Tuesday, May 1, 2018
Teddy Perkins as a Girl
I don’t remember why exactly, I was on a killing spree, why I shot him the back after telling him to run. When someone gives me flowers I keep them until they turn into dust, I half-whispered, and nudged the trigger like a friend I hoped would stay for one last drink. Hope is crazier than revenge, but braver. Bravery is feminine revenge, I chanted, as I shot the last minstrel and left him in Bel-Air as bait and baby daddy. Sun Ra’s I’ll Wait for You was playing its dazed romance of omens blinking in a rhythm with the shepherd of shadows our bodies danced against the wall. Outside it was 73 degrees and an easy low yellow, the frown of the palm-clowns melting into whistle. It started as self-defense, the planter who called himself massah had forced himself on me so many times I finally snapped and took him out. It was so sad and so satisfying and then I had the whole house to myself and no one left to blame so I started a small band of former slaves, music men, but they all wanted the same thing, fame and fortune, me for a mistress and a doomed mother, and to dance on big stages for all their former massahs and call that revenge, healing, integration. And every time they got what they wanted they’d come back drunk and high and with a group of white women and forget how the play the blues and forget how to improvise. Only the blind black men survived American promise. As black women, we had to disguise our near constant rescue mission as small daily acts shaking that ass, moaning, wearing khaki and sequins, making the kitchen smell like forgiveness. This freedom shit was more and more of a menace, our men were turning into broken children and we were becoming angry gods.
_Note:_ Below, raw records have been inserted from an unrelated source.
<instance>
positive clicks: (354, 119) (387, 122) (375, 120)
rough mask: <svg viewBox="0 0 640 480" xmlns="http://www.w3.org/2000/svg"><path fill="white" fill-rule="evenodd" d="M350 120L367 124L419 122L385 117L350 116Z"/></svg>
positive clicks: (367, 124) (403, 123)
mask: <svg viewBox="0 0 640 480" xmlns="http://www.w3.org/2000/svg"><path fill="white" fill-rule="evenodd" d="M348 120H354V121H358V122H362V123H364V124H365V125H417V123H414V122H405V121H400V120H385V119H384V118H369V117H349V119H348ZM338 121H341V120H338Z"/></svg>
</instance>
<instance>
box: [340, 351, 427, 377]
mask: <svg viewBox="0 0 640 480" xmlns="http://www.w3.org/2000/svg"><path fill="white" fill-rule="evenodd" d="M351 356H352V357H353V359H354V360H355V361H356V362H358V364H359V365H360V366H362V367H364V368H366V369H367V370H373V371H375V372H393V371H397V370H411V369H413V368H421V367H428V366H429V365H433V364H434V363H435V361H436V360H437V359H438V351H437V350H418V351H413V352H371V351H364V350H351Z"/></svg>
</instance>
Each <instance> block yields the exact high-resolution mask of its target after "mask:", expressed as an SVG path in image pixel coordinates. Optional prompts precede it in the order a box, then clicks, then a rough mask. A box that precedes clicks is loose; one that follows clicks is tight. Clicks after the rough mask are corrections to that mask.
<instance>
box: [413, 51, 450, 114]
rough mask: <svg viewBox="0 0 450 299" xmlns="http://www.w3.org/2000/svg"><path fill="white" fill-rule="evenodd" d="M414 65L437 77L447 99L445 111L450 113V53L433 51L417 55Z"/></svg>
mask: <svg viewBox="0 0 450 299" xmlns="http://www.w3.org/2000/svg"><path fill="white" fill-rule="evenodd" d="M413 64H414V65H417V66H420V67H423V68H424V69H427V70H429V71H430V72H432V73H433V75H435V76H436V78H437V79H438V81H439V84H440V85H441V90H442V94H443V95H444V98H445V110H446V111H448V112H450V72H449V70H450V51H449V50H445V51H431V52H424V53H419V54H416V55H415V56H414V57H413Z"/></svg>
I’d been trained as a classical ballerina as part of the perks of my role as massah’s sometime-muse, but it was more like the men in the band wanted me to spread across the instrument naked while they stomped out the spiders of their minds and I was one, underfoot, they never asked me to play, never ask what the confederate ghosts told me about the stark noteless hymns of their rallies. Lately, the broad edge silly smiles of the ones who come home at dawn looking for grits and asking me to grease their scalps, don’t seem like the mercy of surprises they used to be. And the Julius Eastman refrain came true, I am playing all of these niggas. There’s nothing I wouldn’t do for love.